Le titre exécutoire attaqué est fondé sur la circonstance liée au départ anticipé de l’apprenti de M. B…. Il est constant que ce motif est erroné de sorte qu’il ne pouvait justifier la décision attaquée, laquelle est donc entachée d’une erreur de fait.
Toutefois, dans son mémoire en défense, l’ASP invoque un autre motif, tiré de ce qu’un changement du numéro de SIRET de l’employeur a provoqué un double paiement de l’aide unique aux employeurs d’apprentis au titre des mois d’avril et mai 2022. Le requérant ne conteste pas l’existence de ce double versement. Il résulte de l’instruction que l’ASP aurait pris la même décision si elle avait entendu se fonder initialement sur ce motif. La demande de substitution de motifs sollicitée par l’ASP, qui n’a privé le requérant d’aucune garantie, doit ainsi être accueillie.

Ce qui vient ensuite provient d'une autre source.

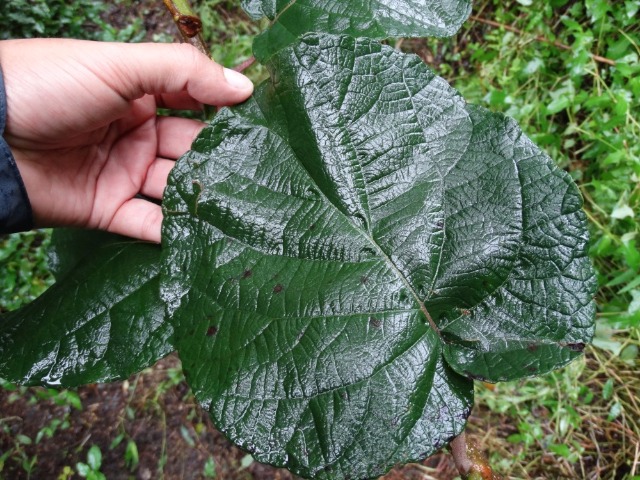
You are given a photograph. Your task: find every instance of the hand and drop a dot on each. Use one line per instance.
(82, 125)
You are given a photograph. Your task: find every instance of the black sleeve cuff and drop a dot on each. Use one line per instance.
(15, 208)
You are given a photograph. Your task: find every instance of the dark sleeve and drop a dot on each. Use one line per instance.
(15, 209)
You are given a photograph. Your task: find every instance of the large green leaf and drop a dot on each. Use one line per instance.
(343, 251)
(103, 320)
(377, 19)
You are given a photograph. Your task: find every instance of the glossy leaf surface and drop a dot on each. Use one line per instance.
(102, 321)
(378, 19)
(334, 246)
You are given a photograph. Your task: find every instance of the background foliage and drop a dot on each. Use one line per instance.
(580, 422)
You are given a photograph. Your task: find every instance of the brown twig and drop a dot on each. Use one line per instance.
(539, 38)
(188, 23)
(244, 65)
(470, 461)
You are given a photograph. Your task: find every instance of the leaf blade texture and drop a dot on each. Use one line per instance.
(327, 241)
(102, 321)
(379, 19)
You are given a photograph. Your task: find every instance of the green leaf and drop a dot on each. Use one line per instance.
(70, 246)
(379, 19)
(336, 244)
(105, 321)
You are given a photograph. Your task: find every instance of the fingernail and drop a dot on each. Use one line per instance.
(237, 80)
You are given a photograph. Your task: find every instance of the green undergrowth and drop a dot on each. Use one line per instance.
(548, 65)
(539, 62)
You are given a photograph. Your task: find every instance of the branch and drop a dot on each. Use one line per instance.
(188, 23)
(539, 38)
(470, 461)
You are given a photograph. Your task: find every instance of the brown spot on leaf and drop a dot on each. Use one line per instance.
(375, 322)
(473, 376)
(575, 347)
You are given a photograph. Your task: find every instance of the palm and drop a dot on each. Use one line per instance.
(93, 149)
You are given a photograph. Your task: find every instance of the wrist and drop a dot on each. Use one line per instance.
(15, 208)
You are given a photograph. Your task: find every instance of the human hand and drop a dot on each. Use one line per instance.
(83, 129)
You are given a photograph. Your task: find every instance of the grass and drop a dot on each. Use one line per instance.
(580, 422)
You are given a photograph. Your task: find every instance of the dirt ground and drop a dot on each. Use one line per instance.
(174, 437)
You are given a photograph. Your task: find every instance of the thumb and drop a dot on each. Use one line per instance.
(155, 68)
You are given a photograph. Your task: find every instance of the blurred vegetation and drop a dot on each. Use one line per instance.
(569, 72)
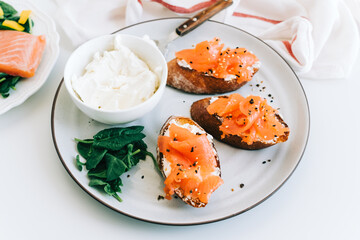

En second lieu, les circonstances que le trop-perçu en cause est imputable à une erreur de l’ASP, que M. B… n’a pas commis de fraude, qu’il est de bonne foi et qu’il ne serait pas en mesure de s’acquitter de la somme mise à sa charge sont sans incidence sur la légalité du titre exécutoire attaqué. Au surplus, comme le fait valoir l’ASP, il est loisible à l’intéressé, le cas échéant, de solliciter un échelonnement de la somme qui lui est réclamée.
Il résulte de tout ce qui précède que les conclusions à fin d’annulation présentées par M. B… doivent être rejetées, sans qu’il soit besoin de se prononcer sur la recevabilité de la requête.
D E C I D E :
Article 1er : La requête de M. B… est rejetée.
Article 2 : Le présent jugement sera notifié à M. A… B… et à l’Agence de services et de paiement.
Délibéré après l’audience du 24 mars 2026, à laquelle siégeaient :
M. Lebdiri, président,
Mme Cousin, première conseillère,
M. Fumagalli, premier conseiller.
Rendu public par mise à disposition au greffe le 7 avril 2026.
Le président,
signé
S. Lebdiri
Le rapporteur,
signé
E. Fumagalli
La greffière,
signé
L. Touïl
La République mande et ordonne aux ministres de l’agriculture, de l’agro-alimentaire et de la souveraineté alimentaire et du travail et des solidarités en ce qui les concerne ou à tous commissaires de justice à ce requis en ce qui concerne les voies de droit commun, contre les parties privées, de pourvoir à l’exécution de la présente décision.